Six ans après le début des conflits en Syrie, Handicap international inaugurait mercredi dernier une exposition en plein air qui prend place dans le centre de Bruxelles jusqu'au 4 avril. En douze panneaux, des images fortes montrent la vie des civils syriens, après les bombardements.

(c) Cathobel
Ils sont debouts, malgré tout. Les visages des enfants, des hommes et femmes affichés place Albertine à Bruxelles, près de la gare centrale, se tiennent dignement, le regard planté dans celui du spectateur. Depuis son inauguration mercredi 15 mars dernier, ces panneaux d'exposition plantés par Handicap international (H.I.) au cœur d'un axe de passage de la capitale belge font mouche. Les passants s'arrêtent quelques minutes pour fixer et détailler les photographies, puis lire les trois lignes d'explications (en français, néerlandais et anglais) qui figurent au dessous. Ils peuvent éventuellement se renseigner davantage sur la situation de ces rescapés civils de Syrie via leur smartphone en scannant le code QR prévu pour cet effet.

(c) Handicap International
Cette exposition est née à l'initiative d'un photographe habitué à couvrir l'actualité de ce conflit qui sévit en Syrie depuis six ans. Philippe de Poulpiquet, qui ne peut plus se rendre sur place pour des raisons de sécurité, s'est demandé comment continuer de rendre compte de ce qui se passe dans cette région du monde d'où fuient des millions de personnes. Il a pris le parti de montrer la vie qui se reconstruit après les bombardements. Chaque personne photographiée a pris le temps de raconter son histoire à Philippe de Poulpiquet, puis de prendre la pose dans une tenue où il se sent digne. "Ils m'ont donné une leçon de vie, raconte le photographe. Ils sont restés souriants malgré leurs conditions de vie misérables, et les séquelles physiques et psychologiques qu'ils ont subis."

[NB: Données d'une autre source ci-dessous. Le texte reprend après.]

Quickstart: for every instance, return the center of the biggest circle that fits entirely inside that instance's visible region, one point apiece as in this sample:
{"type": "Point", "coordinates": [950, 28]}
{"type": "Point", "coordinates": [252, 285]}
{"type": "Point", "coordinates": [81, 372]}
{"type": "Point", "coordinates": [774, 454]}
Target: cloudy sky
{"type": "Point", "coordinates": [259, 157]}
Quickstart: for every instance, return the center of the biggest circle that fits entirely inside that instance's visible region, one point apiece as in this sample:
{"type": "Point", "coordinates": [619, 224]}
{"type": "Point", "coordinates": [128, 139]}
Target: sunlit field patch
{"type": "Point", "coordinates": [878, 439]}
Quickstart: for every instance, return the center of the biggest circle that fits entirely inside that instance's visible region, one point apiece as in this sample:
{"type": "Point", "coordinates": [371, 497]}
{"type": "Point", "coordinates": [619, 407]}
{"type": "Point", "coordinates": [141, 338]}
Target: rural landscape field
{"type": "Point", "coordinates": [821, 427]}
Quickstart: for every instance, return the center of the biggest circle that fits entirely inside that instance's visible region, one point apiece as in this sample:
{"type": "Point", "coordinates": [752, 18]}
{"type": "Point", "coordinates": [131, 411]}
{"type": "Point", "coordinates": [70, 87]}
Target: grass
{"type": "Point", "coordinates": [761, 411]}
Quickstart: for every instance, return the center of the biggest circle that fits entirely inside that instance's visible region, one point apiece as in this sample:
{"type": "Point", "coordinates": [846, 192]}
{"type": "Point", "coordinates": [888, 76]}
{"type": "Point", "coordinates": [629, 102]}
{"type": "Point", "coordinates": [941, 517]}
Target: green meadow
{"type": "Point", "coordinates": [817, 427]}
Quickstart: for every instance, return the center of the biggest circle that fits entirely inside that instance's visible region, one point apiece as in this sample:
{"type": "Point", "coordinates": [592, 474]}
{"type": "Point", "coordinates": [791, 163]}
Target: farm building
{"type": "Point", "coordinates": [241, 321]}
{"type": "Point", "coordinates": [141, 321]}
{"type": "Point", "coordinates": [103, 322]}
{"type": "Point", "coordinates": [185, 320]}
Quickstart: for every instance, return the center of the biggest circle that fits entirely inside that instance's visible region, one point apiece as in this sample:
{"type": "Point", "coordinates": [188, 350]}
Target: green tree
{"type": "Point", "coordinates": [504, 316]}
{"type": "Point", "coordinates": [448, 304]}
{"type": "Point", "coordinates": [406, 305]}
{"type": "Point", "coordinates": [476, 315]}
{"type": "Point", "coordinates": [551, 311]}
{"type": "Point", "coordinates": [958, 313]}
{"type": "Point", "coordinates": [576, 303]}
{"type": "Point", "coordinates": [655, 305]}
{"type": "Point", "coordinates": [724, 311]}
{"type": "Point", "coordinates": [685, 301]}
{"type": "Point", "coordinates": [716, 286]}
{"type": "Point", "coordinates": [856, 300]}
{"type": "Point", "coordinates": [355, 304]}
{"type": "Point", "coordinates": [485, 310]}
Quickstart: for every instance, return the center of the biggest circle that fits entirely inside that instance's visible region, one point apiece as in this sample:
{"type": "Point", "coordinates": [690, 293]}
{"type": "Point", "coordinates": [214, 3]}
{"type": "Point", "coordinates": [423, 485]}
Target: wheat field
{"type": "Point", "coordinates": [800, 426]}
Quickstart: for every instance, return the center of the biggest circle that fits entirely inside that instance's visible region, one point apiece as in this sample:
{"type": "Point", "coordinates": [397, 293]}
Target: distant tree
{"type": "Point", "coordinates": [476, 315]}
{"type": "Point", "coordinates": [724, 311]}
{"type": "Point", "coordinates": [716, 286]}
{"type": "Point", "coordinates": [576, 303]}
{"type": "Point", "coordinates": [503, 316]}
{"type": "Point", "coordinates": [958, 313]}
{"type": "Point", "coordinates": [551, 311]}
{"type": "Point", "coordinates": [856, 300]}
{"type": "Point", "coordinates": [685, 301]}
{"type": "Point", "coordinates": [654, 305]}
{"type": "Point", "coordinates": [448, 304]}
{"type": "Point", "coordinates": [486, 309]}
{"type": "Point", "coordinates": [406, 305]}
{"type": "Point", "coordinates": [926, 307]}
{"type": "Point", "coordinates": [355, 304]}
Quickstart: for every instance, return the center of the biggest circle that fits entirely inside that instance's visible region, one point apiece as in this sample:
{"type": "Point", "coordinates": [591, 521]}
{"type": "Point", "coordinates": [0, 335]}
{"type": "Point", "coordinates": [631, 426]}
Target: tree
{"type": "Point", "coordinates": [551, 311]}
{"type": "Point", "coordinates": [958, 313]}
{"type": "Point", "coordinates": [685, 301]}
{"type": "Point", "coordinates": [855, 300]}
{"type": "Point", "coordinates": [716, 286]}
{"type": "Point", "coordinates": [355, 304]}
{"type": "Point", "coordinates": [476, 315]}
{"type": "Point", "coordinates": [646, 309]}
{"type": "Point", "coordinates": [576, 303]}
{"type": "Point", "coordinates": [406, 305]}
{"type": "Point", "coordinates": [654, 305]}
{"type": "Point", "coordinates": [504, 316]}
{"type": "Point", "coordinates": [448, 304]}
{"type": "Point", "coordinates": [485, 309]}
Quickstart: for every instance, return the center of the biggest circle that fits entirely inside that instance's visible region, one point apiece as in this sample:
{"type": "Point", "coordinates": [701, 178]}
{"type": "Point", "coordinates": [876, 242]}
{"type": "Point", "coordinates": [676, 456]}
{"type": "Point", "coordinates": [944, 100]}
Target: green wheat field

Mélanie Brouquet, qui coordonne l'action d'Handicap international dans cette région (Jordanie, Liban et Syrie) confirme: "Ils vivent avec une peur permanente depuis cinq ou six ans. Certains ne dorment plus." Les bombardements touchent malheureusement de trop nombreux civils, les hôpitaux, les écoles et les zones d'habitations sont visés. Les Syriens ne se sentent donc plus en sécurité, et ce pour un long moment. La collaboratrice d'Handicap international explique: "Si les engins n'explosent pas sur le coup, ils deviennent une menace permanente. Nous devons apprendre aux enfants notamment à se méfier de tout ce qui pourrait se révéler être explosif." L'exposition visible place Albertine à Bruxelles porte aussi l'ambition d'inciter les passants à signer la pétition d'H.I. demandant "Stop aux bombardements civils".